One piece of news in Sanger’s book, which was the lead story in last Sunday’s Times, demonstrates the highly tenuous nature of  relations between the United States and Iran. According to Sanger, last year Mr. Bush declined a request for American assistance in an attack that Israel was planning on Iran’s nuclear facilities. Israel had asked Bush for a number of special bunker-busting bombs – and it wanted American permission to overfly Iraq, which is the shortest route between Israel and Iran.

I would guess the story came from the Israelis – who probably want Iran to believe that Israel is seriously considering such an attack. And the report was likely confirmed by the Pentagon – where both the top generals – and Secretary of Defense Robert Gates – are strongly opposed to bombing Iran. Whether America was complicit or not, they believe an attack by Israel on Iran would almost certainly drag the United States into a third Middle East War.

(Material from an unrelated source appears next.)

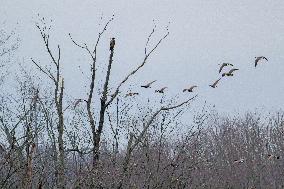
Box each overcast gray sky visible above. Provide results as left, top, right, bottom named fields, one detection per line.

While The Inheritance doesn’t rehash the Iraq War, the thesis of the Sanger book is that total preoccupation with Iraq created or seriously aggravated the several major crises now primed to explode on the new Obama administration.

In addition to the Iranian nuclear threat, Iraq is far from resolved. The Taliban is growing stronger again in Afghanistan. Al Qaeda is operating freely in the tribal areas between Afghanistan and Pakistan, and Pakistan itself very shaky. The North Korean nuclear threat has increased under the Bush watch. And, of course, we have seen in the bloody scenes from Gaza that the Israeli-Palestinian struggle has taken another dramatic turn for the worse, largely because of American neglect.

In summing up, Sanger writes that Bush’s foreign policy "…has left us less admired by our allies, less feared by our enemies, and less capable of convincing the rest of the world that our economic and political model is worthy of emulation."

Even if there weren’t a global economic crisis to address, for all its talent and best intentions, the Obama administration faces huge national security challenges. And while we all fervently hope the new President will  be able to prevent another great depression – and avoid still more war – a failure on either front could well be the true legacy of the Bush administration.